Io, ad esempio...

Se mi guardo intorno non posso fare a meno di pensare a com’era la mia esistenza quando vedevo i colori. 
Al gusto voluttuoso di scoprire ogni traccia, densa o sfumata, di brio, di espressività, di vita. 
Dal rosso vermiglio di un bocciolo di rosa appena schiuso, al verde smeraldo degli occhi di mia figlia appena sveglia. 
Dall’azzurro indaco di un cielo terso, brillante, così uguale agli occhi di mio figlio, al giallo ocra di un sole estivo che scalda la sabbia dorata. 
Eppure, nonostante tutto, firmerei una cambiale in bianco per rimanere così come sono e dove sono. In questo mondo opaco, dai margini sbiaditi, bianco e nero, ma con gli occhi aperti alla luce, allo sguardo basilare e sufficiente per dire: sono viva. Questo perché so, perché sono consapevole, che tutto, da un momento all’altro, potrebbe precipitare. Ritornerei nel buio totale (o peggio ancora). I dottori la chiamano recidiva ed hanno etichettato il mio presente e le mie aspirazioni incollandoci un post-it con su scritto: “a rischio”. Allora ogni cosa cambia ed ogni cosa ti cambia. E’ strano ma è così. Siamo alla perenne ricerca della verità. Vogliamo sapere tutto, a qualunque costo. Ma quando sappiamo che succede? Vorremmo non aver saputo? Sapere è come avere la punta di un coltello ferma sul cuore. Punta che, ad ogni respiro, abbozza un affondo e punge, fa male ma non ti uccide (almeno per ora).  Io, ad esempio, avrei voluto non sapere. 
Non sapere di stare in equilibrio su una fune sottile. 
Non sapere che cadere o rimanere in piedi non dipende da me ma da qualcosa che, all’improvviso, muove la fune o mi spinge. 

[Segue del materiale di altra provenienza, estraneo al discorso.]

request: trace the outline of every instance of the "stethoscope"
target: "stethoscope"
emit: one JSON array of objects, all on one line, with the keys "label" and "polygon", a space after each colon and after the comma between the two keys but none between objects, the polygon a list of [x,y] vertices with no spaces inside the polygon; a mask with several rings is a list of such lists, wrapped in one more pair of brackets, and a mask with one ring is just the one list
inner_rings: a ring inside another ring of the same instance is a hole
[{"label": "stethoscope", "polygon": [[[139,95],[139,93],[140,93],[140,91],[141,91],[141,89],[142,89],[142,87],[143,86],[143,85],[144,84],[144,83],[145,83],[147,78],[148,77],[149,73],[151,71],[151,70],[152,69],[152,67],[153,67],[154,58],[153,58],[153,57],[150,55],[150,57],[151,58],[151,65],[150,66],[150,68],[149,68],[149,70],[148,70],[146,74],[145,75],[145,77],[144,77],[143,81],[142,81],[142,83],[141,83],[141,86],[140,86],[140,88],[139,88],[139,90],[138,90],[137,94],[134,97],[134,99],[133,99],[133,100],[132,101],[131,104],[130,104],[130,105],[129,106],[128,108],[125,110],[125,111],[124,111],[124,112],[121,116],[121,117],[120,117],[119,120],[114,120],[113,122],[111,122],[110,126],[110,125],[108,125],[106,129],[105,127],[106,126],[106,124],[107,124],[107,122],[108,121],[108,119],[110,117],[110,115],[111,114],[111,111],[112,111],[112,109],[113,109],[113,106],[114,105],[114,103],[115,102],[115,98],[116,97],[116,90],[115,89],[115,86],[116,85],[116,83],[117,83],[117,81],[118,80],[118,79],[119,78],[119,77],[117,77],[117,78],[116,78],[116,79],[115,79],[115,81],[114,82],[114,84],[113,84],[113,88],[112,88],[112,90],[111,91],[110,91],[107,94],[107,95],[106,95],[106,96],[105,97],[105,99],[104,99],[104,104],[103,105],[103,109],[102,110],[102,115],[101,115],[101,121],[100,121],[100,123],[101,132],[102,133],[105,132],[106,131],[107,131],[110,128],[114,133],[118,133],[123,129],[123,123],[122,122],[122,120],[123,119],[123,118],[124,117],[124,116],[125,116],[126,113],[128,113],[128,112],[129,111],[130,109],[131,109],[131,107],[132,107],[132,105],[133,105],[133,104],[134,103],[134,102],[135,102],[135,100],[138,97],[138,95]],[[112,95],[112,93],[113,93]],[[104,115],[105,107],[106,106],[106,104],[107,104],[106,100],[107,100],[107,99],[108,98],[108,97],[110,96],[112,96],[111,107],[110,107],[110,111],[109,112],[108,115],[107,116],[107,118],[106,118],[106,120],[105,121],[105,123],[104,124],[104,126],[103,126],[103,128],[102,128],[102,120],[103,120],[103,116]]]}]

Non sapere di essere diventata, mio malgrado, una funambola del destino. Ma in questa forzata (e purtroppo consapevole) condizione penso alla disattenzione che ci portiamo dietro quando abbiamo tutto quello che ci serve e non ce ne rendiamo  conto, almeno fino a che non perdiamo quello che abbiamo dato per scontato. E non mi riferisco soltanto ad un concetto fisico ma ad ogni cosa. Sia che ci appartenga come corpo, sia che ci graviti intorno come relazione. Alla fine dei conti quando questo accade, quando perdiamo qualcosa o qualcuno che prima non valorizzavamo, capiamo. Capiamo che sono gli attimi che costruiscono una vita e non gli anni. Attimi che dovremmo apprezzare (nel momento in cui accadono) e custodire: ci serviranno come balsamo per sciogliere i nodi di sconforto che prima o poi capiteranno. Capiamo che sono le persone che incontriamo a darci lezioni ed insegnamenti utili per vivere (ed anche sopravvivere), non la scuola, l’università, i master. Insegnamenti che ci faranno capire il senso delle relazioni, la differenza tra l’amore e le illusioni d’amore. Eppure, spesso, traslasciamo la concretezza del primo, dandone per scontata la presenza, rincorrendo le evanescenze. Quelle farfalle che mai prenderemo nella rete. E quando rimarremo senza fiato, per aver corso troppo, capiremo che il nostro viaggio è stato senza meta e, voltandoci indietro, vedremo l’altra sedia vuota o magari occupata. Capiamo che è camminare a piedi scalzi e non prendere la macchina, il treno, l’aereo, a farci spostare di posizione. Capiamo che sono le ferite a vaccinarci, a permetterci di prendere delle decisioni (giuste o sbagliate che siano) e non i consigli dell’amico, della madre, della zia o di chi si arroga il diritto di dirci che pulsante pigiare. Ed allora ogni particolare diventa fondamentale. Ogni emozione diventa respiro, ogni battito diventa sangue, ogni cellula diventa corpo, ed ogni cosa diventa di fondamentale importanza per la vita stessa. Niente è più superfluo, tutto è essenziale. Perché spesso una cosa diventa importante non quando c’è, quando crea uno spazio da occupare ma quando forma un vuoto da riempire, nel momento in cui non c’è più.